7 Things You Should Know About Ticks

ticksThere are 850 different species of ticks around the world.  Ninety of these species reside within the United States.  A handful of these species transmit diseases to humans and our pets.  Dr. Anna Coffin will share some interesting facts about ticks and how you can protect you and your pet from these pesky creatures.

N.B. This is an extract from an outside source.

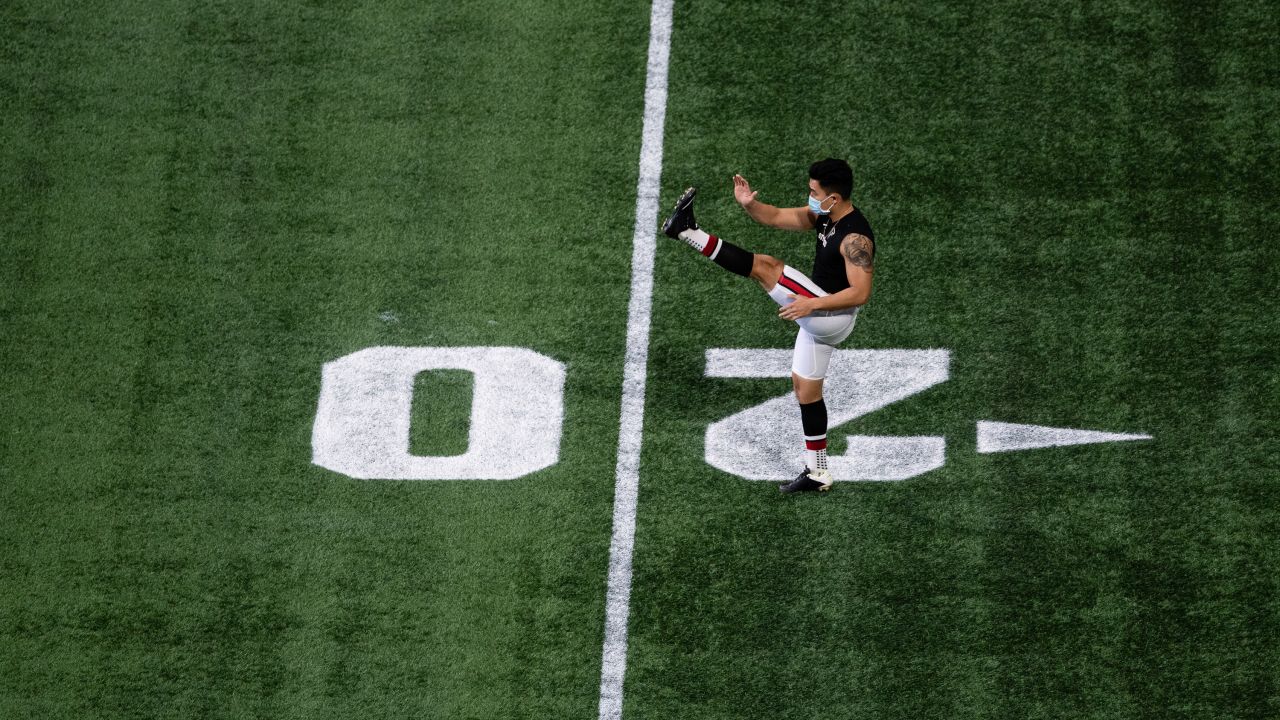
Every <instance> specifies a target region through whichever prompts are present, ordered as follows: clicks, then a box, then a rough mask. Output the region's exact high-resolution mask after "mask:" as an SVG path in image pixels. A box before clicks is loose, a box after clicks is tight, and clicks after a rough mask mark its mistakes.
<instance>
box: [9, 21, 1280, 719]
mask: <svg viewBox="0 0 1280 720" xmlns="http://www.w3.org/2000/svg"><path fill="white" fill-rule="evenodd" d="M648 46H649V5H648V4H635V3H614V4H602V3H591V4H580V3H567V1H549V0H548V1H534V0H515V1H508V3H492V1H488V0H465V1H460V3H433V1H428V3H406V1H399V3H372V4H362V3H351V1H333V3H324V1H312V3H278V1H270V0H264V1H259V3H247V1H212V3H174V1H157V3H138V1H129V0H124V1H120V3H23V1H14V3H5V4H0V109H3V110H0V170H3V172H0V333H3V334H0V337H3V341H0V547H3V551H0V717H308V719H310V717H449V719H457V717H474V719H517V717H522V719H543V717H577V719H591V717H595V716H596V712H598V702H599V693H600V666H602V644H600V643H602V639H603V623H604V603H605V573H607V565H608V553H609V539H611V528H612V518H613V495H614V465H616V461H617V452H618V428H620V407H621V395H622V387H621V386H622V375H623V352H625V348H626V333H627V304H628V297H630V282H631V268H630V259H631V238H632V224H634V222H635V206H636V182H637V174H639V170H637V159H639V154H640V143H641V140H640V136H641V123H643V110H644V88H645V58H646V51H648ZM1276 68H1280V14H1277V13H1276V12H1275V8H1274V6H1272V5H1270V4H1266V3H1245V1H1231V3H1212V1H1211V3H1120V1H1106V3H1087V4H1085V3H1061V4H1056V3H1048V4H1046V3H1019V1H1012V0H997V1H992V3H980V4H978V3H974V4H941V3H865V4H844V5H832V4H829V3H812V1H803V3H791V4H782V3H756V1H744V3H722V1H700V0H676V6H675V22H673V33H672V45H671V68H669V77H668V106H667V114H666V141H664V163H663V168H662V191H663V192H662V197H663V200H662V204H663V208H664V209H666V208H667V206H668V205H669V202H671V201H673V200H675V197H676V196H677V193H678V191H680V190H681V188H684V187H685V186H689V184H698V186H699V187H700V188H703V190H701V193H700V195H699V206H698V208H699V219H700V220H701V223H703V224H704V227H707V228H708V229H712V231H713V232H716V233H717V234H721V236H723V237H726V238H730V240H732V241H733V242H736V243H739V245H742V246H745V247H748V249H750V250H755V251H762V252H769V254H773V255H778V256H781V258H783V259H786V260H788V261H790V263H791V264H794V265H797V266H800V268H801V269H808V266H809V264H810V263H812V245H813V238H812V236H808V234H806V236H800V234H787V233H782V232H778V231H768V229H765V228H762V227H759V225H754V224H751V223H750V220H749V219H748V218H746V217H745V214H742V213H741V210H739V209H737V206H736V205H735V204H733V201H732V196H731V186H730V177H731V176H732V174H733V173H736V172H740V173H742V174H744V176H746V177H748V178H749V179H750V181H751V182H753V186H755V187H756V188H758V190H760V191H762V192H760V197H762V199H763V200H765V201H768V202H772V204H781V205H801V204H803V202H804V195H805V182H806V177H805V169H806V167H808V164H809V163H810V161H813V160H815V159H819V158H823V156H827V155H835V156H840V158H846V159H849V160H850V161H851V163H852V165H854V169H855V193H854V195H855V197H854V200H855V202H856V204H858V205H859V206H860V208H863V210H864V211H865V213H867V215H868V217H869V218H870V220H872V223H873V225H874V227H876V231H877V240H878V250H879V252H878V258H877V272H876V288H874V293H873V299H872V301H870V304H869V305H868V306H867V307H865V309H864V311H863V313H861V315H860V318H859V320H858V328H856V329H855V332H854V334H852V336H851V338H850V340H849V342H847V343H846V345H845V347H847V348H864V350H924V348H945V350H947V351H948V352H950V379H948V380H947V382H945V383H941V384H938V386H936V387H933V388H931V389H928V391H925V392H922V393H919V395H916V396H913V397H910V398H909V400H905V401H902V402H897V404H893V405H891V406H888V407H886V409H884V410H882V411H878V413H874V414H872V415H868V416H865V418H859V419H858V420H855V421H852V423H849V424H845V425H841V427H838V428H832V439H833V451H835V452H841V451H842V448H844V445H842V443H844V441H842V438H844V437H845V436H846V434H873V436H945V437H946V441H947V450H946V464H945V465H943V466H942V468H940V469H936V470H933V471H931V473H927V474H923V475H920V477H916V478H911V479H908V480H902V482H887V483H856V482H846V483H840V484H837V487H836V491H835V492H832V493H826V495H824V496H820V497H819V496H804V497H781V496H780V495H778V492H777V491H776V489H774V487H773V484H772V483H765V482H749V480H744V479H739V478H736V477H733V475H730V474H727V473H723V471H721V470H717V469H714V468H712V466H709V465H708V464H707V462H705V461H704V439H703V436H704V432H705V430H707V427H708V425H709V424H712V423H714V421H717V420H719V419H722V418H724V416H727V415H731V414H733V413H736V411H739V410H742V409H746V407H749V406H753V405H756V404H759V402H763V401H765V400H768V398H771V397H774V396H777V395H782V393H783V392H786V391H787V389H788V382H787V380H785V379H718V378H707V377H704V372H705V351H707V350H708V348H788V347H790V346H791V342H792V337H794V331H792V329H791V327H788V325H787V324H786V323H783V322H780V320H777V319H774V318H773V316H772V315H773V306H772V304H771V302H769V300H768V299H767V297H764V296H763V295H762V293H760V292H759V290H758V288H755V287H754V286H753V284H751V283H748V282H744V281H741V279H740V278H736V277H733V275H730V274H727V273H724V272H723V270H721V269H719V268H717V266H716V265H712V264H709V263H707V261H705V260H704V259H701V258H699V256H698V255H696V254H694V252H692V251H690V249H687V247H685V246H684V245H682V243H677V242H672V241H668V240H666V238H663V237H659V246H658V255H657V269H655V274H654V296H653V315H652V322H653V325H652V334H650V338H649V356H648V357H649V365H648V393H646V405H645V419H644V445H643V456H641V460H643V461H641V466H640V496H639V515H637V519H636V534H635V556H634V570H635V575H634V582H632V585H631V588H632V591H631V606H630V611H631V623H630V652H628V656H627V657H628V665H627V675H626V685H625V688H626V696H625V716H626V717H628V719H632V717H634V719H659V717H660V719H667V717H682V719H694V720H710V719H716V720H721V719H726V720H727V719H740V717H753V719H754V717H759V719H855V717H856V719H867V717H872V719H904V720H905V719H933V717H936V719H952V717H983V719H987V717H989V719H1027V717H1034V719H1041V717H1091V719H1092V717H1097V719H1102V717H1107V719H1111V717H1125V719H1128V717H1143V719H1146V717H1151V719H1183V717H1185V719H1192V717H1194V719H1225V717H1239V719H1244V717H1258V719H1262V717H1276V716H1280V573H1277V570H1276V568H1277V565H1280V442H1277V441H1276V437H1275V436H1276V430H1277V428H1280V410H1277V406H1280V384H1277V383H1280V380H1277V373H1280V363H1277V348H1280V320H1277V316H1280V299H1277V293H1276V288H1277V287H1280V250H1277V246H1276V238H1277V231H1280V202H1277V197H1280V183H1277V177H1280V161H1277V158H1280V110H1277V108H1280V85H1277V78H1280V76H1277V69H1276ZM375 346H404V347H468V346H483V347H520V348H529V350H532V351H536V352H539V354H541V355H545V356H548V357H550V359H554V360H556V361H558V363H561V364H563V366H564V372H566V375H564V377H566V382H564V389H563V409H564V411H563V430H562V434H561V438H562V441H561V445H559V456H558V461H557V462H556V464H554V465H553V466H550V468H548V469H544V470H540V471H538V473H534V474H531V475H527V477H524V478H518V479H511V480H429V482H402V480H357V479H351V478H347V477H343V475H342V474H339V473H335V471H332V470H328V469H324V468H320V466H317V465H314V464H312V461H311V460H312V425H314V423H315V419H316V414H317V397H319V395H320V388H321V368H323V366H324V365H325V364H326V363H330V361H333V360H335V359H338V357H343V356H347V355H349V354H353V352H356V351H360V350H362V348H369V347H375ZM476 382H479V380H476ZM472 389H474V383H472V379H471V375H470V374H468V373H463V372H458V370H452V372H440V373H429V374H422V375H419V377H417V379H416V380H415V393H413V404H412V430H411V436H410V448H411V451H412V452H413V454H417V455H442V456H444V455H458V454H461V452H463V451H465V450H466V447H467V439H466V438H467V432H468V430H467V428H468V423H470V415H468V404H470V402H471V395H472ZM979 420H996V421H1009V423H1028V424H1037V425H1047V427H1060V428H1089V429H1102V430H1111V432H1134V433H1147V434H1149V436H1152V439H1149V441H1144V442H1130V443H1106V445H1088V446H1079V447H1061V448H1044V450H1034V451H1025V452H1009V454H979V452H977V441H975V423H978V421H979Z"/></svg>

Things you should know about ticks:

  1. Ticks have three main life stages:  larvae, nymph, and adult.  Larvae are about the size of a grain of sand.  Nymphs are about the size of a poppy seed, and an adult tick can be as large as an apple seed.  Each life stage requires a blood meal.  Once the blood meal is complete, the tick detaches, molts and then finds another victim.
  2. A female tick lays between 3,000 and 8,000 eggs at one time and then she dies.
  3. Ticks crawl up!  All ticks live on the ground no matter their location.  They get on a blade of grass to catch their next meal, and they continue to crawl up from there.
  4. Ticks can be active even in the winter. Some ticks do go dormant in colder weather, but some species will be active during the winter as long as the ground isn’t frozen, or snow covered.
  5. Ticks carry diseases that can spread to you or your pet from a single bite. In fact, according to the CDC, tick-transmitted diseases are on the rise.  Some tick-transmitted disease can be fatal to your pets.
  6. Remove a tick with tweezers. Ticks are tiny germ-filled balloons, and when not removed properly, these germs will be forced into their host.  It’s best to grab the tick with a pair of tweezers by the head right next to the skin and gently pull upward.  Don’t try burning the tick off or smothering with alcohol, Vaseline or nail polish.  These techniques simply don’t work and can increase the risk of disease transmission.  ticks
  7. Tick bites and tick disease are preventable. The only way to become infected with a tick-transmitted disease is getting bitten by a tick.  Take the following steps to protect yourself and your pet from ticks.

Tick prevention:

  • Use tick repellents for yourself and your pet. There are a variety of products to protect your pet from fleas and ticks.  Anna Coffin and the staff of Guthrie Pet Hospital recommend either Seresto collar or Nexgard for flea and tick prevention.  Seresto collar is an eight-month collar that repels fleas and ticks.  Nexgard is a chewable treat that needs to be given every 30 days to kill fleas and ticks.
  • Check for ticks daily.
  • Shower after being outdoors
  • Create a safe tick zone with proper landscaping. Keep your lawn cut short and remove debris.